Cassian unlocks the door without argument. Talon tries to sit up.
“You stay,” Cassian tells him.
“Like hell I will,” Talon mutters.
He swings his legs over the side of the bed, nearly topples, and catches himself on the rail. He looks like he could vomit or pass out at any second, but the stubborn set of his mouth says there is no version of this where he lies there while death wanders through the building.
We step into the hallway.
At the far end, just past the bend where the research wing curves toward the older part of the clinic, a faint glow pulses once against the corner like moonlight catching metal in an otherwise dark room.
“There,” I say.
We move. Cassian takes the front this time and I follow at his back with one hand closed loosely around Talon’s elbow to keep him from drifting into the wall. He’s trembling under my grip but keeps pace.
As we round the corner the Reaper comes back into view, standing further down the hall now, half-faded against the doorway of another room. The placard on the door reads Experimental Suite 4.
“Huh,” I mutter.
“Let me guess,” Talon says weakly. “This is where your fun colleagues hang out?”
“Let’s find out. This wing listed four experimental suites and this one wasn’t in the official directory.”
Cassian makes a quiet, derisive sound.
“Let’s go.”
We follow the Grim Reaper inside.
The Reaper stands inside the room with its scythe lowered at a diagonal, the tip hovering at the level of someone lying on a bed.
I feel the hairs on my arms rise.
The main circle of light falls over a central table where a man lies restrained with leather straps across his wrists, ankles, and chest. Tubing snakes from his arms, his neck, his nose. An endotracheal tube protrudes from between his teeth, taped sloppily to one cheek. His skin is waxy, mottled with dusky patches across his chest and limbs.

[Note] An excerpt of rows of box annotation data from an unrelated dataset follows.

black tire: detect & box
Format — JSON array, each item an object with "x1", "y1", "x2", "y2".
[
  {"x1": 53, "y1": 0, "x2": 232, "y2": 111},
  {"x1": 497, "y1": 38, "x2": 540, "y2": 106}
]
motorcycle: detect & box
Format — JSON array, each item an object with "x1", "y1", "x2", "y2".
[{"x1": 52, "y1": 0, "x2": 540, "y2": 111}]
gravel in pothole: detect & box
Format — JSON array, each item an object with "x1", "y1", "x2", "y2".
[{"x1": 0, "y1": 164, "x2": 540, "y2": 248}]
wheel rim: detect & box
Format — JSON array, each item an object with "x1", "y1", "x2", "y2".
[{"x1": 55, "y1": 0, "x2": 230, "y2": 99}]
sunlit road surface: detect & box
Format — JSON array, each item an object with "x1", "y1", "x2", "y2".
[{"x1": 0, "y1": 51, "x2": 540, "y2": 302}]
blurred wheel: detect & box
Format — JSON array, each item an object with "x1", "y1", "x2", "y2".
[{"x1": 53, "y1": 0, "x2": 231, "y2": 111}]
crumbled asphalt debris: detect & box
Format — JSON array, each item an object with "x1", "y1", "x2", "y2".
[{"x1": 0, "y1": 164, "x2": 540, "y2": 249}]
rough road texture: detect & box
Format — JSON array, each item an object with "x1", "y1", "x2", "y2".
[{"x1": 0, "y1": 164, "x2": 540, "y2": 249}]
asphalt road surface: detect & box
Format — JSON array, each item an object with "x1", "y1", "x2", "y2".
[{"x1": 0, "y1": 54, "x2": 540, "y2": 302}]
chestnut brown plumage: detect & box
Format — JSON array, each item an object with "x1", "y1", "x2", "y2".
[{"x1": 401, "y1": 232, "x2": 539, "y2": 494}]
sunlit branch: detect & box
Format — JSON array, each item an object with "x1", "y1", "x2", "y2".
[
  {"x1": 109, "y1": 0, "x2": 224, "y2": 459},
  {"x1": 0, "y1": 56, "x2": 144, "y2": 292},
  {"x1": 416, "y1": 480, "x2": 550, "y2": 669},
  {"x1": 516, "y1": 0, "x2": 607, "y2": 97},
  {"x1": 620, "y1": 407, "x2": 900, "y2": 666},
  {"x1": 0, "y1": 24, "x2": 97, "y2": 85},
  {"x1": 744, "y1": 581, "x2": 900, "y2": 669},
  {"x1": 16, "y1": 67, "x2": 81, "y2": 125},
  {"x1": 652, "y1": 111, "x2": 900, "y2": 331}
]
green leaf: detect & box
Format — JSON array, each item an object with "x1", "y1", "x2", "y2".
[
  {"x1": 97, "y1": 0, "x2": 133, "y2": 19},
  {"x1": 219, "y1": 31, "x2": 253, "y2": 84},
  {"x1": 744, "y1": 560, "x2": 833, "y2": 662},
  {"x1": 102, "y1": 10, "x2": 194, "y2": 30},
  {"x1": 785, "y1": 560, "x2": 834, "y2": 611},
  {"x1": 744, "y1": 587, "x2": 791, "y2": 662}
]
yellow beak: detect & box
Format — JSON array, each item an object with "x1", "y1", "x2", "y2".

“What the hell…?” Talon murmurs.
The monitor above his head is on but not alarming. Someone has silenced the indicators. The waveform representing his heart rhythm is a chaotic mess, somewhere between agonal and non-functional. Blood pressure reads as a string of question marks. Oxygen saturation blinks at him in the sixties.
Someone turned off the safeguards. Disabled the machine’s ability to panic on his behalf.
I move to his side immediately, hands already checking pupil response, chest movement, pulse. The Reaper doesn’t acknowledge me at all.
The man’s pulse is rapid and threadlike, barely there. His breathing is shallow and entirely dependent on a ventilator set to a cruelly low volume. His fingertips are blue. When I press my thumb into his sternum the skin doesn’t pink back up. Capillary refill is all but absent.
“Now we know where the Reaper was headed,” Cassian says. “How long has he been like this?”
“Too long,” I answer. “Whatever they were doing, they kept him balanced on the edge and then let him fall.”
I scan the equipment. Beside the bed sits a drip stand with several unlabelled bags, no pharmacy stickers, no documented dosages. Either black market product or something someone is paying to have tested by means that don’t agree with ethical conduct. One bag is nearly empty, crusted at the port with dried residue that looks almost black.
On the counter I see vials. Sedatives. Neuromuscular blockers. Compounds I recognize only from journals discussing experimental metabolic modifiers.
Harrow’s obsession, and Keene’s neuromuscular knack.
“We gotta do something, man,” Talon says. “Unhook him from this shit and get him out of here.”
“By the time anyone arrived, he’d be gone,” I say quietly. “He’s dying.”